1) the set a and the set B are initialized,B={xi1,2,. n }, wherein A represents a set for storing summary microblogs, B represents a set of candidate microblogs sorted according to the microblog significance scores, and x representsiIndicating the ith microblogAnd n represents the total number of microblogs. Wherein the significance score of each microblog is by Si=RankScore(i)Calculating;
2) sorting the microblogs in the set B according to the significance scores;
3) taking the first element x from set BiIf xiSatisfies the following conditions:
wherein s represents the microblog in the A set.

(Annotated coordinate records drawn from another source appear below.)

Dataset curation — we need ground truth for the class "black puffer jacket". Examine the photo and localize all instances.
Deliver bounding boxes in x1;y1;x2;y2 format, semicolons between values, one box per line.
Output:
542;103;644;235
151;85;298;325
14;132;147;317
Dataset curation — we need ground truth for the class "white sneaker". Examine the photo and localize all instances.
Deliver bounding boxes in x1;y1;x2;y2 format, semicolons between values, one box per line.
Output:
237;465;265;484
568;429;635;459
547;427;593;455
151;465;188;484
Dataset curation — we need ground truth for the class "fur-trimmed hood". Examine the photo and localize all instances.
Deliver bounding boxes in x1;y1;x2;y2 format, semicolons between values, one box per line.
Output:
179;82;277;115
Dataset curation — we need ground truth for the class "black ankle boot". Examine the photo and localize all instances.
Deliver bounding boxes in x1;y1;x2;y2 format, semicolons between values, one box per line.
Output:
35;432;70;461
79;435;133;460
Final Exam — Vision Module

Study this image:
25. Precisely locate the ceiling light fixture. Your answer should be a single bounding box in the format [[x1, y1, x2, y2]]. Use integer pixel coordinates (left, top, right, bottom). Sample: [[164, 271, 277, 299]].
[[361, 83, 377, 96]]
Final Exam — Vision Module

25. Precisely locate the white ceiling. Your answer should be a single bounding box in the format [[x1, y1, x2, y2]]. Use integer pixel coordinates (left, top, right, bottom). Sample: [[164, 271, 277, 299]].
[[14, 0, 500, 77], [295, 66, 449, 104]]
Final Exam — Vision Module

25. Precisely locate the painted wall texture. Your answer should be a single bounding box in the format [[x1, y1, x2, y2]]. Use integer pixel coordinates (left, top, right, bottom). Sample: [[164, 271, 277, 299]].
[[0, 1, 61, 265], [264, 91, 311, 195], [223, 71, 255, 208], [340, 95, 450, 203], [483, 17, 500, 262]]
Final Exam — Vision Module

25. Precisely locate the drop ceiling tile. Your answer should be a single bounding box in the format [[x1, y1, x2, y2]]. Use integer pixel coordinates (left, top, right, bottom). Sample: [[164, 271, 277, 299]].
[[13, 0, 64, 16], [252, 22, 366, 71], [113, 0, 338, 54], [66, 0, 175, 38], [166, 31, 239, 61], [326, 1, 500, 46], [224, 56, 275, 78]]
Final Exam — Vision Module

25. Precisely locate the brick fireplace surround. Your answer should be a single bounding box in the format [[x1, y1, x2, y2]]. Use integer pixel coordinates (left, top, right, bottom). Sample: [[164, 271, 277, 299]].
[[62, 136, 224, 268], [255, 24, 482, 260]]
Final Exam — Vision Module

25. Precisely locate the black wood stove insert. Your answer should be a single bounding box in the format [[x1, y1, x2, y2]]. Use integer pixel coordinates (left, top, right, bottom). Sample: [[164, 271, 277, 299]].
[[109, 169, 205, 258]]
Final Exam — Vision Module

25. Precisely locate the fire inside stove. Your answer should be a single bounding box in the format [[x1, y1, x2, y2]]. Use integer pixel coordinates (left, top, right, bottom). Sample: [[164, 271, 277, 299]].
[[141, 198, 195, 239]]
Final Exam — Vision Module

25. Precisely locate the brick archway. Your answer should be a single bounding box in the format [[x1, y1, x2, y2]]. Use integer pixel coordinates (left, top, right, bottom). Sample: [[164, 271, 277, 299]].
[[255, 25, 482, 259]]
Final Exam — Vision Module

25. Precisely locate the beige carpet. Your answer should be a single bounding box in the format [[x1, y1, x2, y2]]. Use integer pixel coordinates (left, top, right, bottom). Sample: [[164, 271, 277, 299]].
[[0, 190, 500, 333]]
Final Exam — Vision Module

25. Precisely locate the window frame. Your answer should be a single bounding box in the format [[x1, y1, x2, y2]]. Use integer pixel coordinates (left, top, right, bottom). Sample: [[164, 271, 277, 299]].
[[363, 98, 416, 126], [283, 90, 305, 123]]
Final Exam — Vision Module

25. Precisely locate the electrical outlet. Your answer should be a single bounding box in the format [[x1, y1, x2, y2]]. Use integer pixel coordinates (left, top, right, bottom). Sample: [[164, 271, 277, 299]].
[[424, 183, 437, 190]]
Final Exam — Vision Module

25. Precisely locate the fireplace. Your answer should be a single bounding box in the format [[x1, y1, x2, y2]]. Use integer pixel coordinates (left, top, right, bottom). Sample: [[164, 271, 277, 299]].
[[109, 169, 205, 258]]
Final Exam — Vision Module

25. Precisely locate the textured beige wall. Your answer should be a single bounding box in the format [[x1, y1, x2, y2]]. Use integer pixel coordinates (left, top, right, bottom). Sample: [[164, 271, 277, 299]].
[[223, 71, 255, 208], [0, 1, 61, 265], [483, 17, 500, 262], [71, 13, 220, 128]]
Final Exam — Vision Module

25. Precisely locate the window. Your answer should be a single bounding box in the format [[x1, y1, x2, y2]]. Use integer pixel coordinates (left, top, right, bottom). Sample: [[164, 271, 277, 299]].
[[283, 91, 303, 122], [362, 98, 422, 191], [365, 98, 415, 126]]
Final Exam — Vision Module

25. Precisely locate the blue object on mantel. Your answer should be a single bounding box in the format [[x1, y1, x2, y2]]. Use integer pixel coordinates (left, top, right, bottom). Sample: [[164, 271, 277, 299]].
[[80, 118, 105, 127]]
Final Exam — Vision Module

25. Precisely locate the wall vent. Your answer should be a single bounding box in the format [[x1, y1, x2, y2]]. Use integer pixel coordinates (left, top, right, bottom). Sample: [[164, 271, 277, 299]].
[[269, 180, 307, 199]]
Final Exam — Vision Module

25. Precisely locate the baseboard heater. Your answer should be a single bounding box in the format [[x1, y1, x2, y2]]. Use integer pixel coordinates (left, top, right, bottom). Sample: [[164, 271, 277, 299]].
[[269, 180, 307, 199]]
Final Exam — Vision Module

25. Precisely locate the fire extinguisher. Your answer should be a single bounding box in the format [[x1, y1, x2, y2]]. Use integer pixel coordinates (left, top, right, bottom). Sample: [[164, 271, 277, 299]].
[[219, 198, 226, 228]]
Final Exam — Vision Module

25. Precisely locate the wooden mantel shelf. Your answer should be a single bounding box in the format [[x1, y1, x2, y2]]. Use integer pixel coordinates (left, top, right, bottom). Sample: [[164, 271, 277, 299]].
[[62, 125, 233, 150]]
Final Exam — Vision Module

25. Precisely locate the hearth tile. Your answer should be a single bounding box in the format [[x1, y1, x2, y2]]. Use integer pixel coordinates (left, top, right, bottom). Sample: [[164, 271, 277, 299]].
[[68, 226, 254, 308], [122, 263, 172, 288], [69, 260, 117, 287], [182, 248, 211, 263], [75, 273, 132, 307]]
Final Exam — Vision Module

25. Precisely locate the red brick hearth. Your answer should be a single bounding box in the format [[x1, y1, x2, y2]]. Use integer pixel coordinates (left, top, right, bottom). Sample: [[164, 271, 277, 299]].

Then x isiMoving from the set B to the set A, wherein epsilon is a hyper-parameter and represents a threshold value of the similarity, and otherwise, deleting;
4) repeating the step 3) untilAnd the number of the microblogs in the set A or the set A reaches the expected digest length.
The invention has the following beneficial technical effects:
1. the multi-mode manifold learning algorithm is improved, so that the method can be applied to multi-topic microblog text abstracts without topic sentences. Specifically, it is considered that the status of no subject sentence is the same as that of the subject sentence and other microblog sentences, so that y in the original algorithm is equal to [ y ═ y0,y1,y2,...,yn]TWherein y is0=1;yi0, modified by y0=yi1. Thus, the status of the first sentence is completely parallel to the status of the other sentences, and the subject sentence disappears. Therefore, the algorithm can be applied to the microblog data set, so that the microblog abstract is not interfered by the 'subject sentence' information when being generated, and the information consistency and complementarity among a plurality of documents are well considered.
2. And integrating social network interaction information of the microblog, such as praise number, comment number forwarding number and the like into an abstract algorithm. So as to obtain the abstract with high information coverage, novelty and summarization. The user issues a microblog, and the interaction amount of the friends of the user and the people who browse the microblog represents the attention degree of the people and the recognition degree of the microblog information. Generally, the information coverage, novelty and summarization of the microblog are indicated to a certain degree by the attention and the recognition of a piece of information, and the text abstract is just to select sentences with high information coverage, novelty and summarization. Therefore, the interactive information is integrated into the algorithm, and the abstract with better information coverage, novelty and summarization can be obtained.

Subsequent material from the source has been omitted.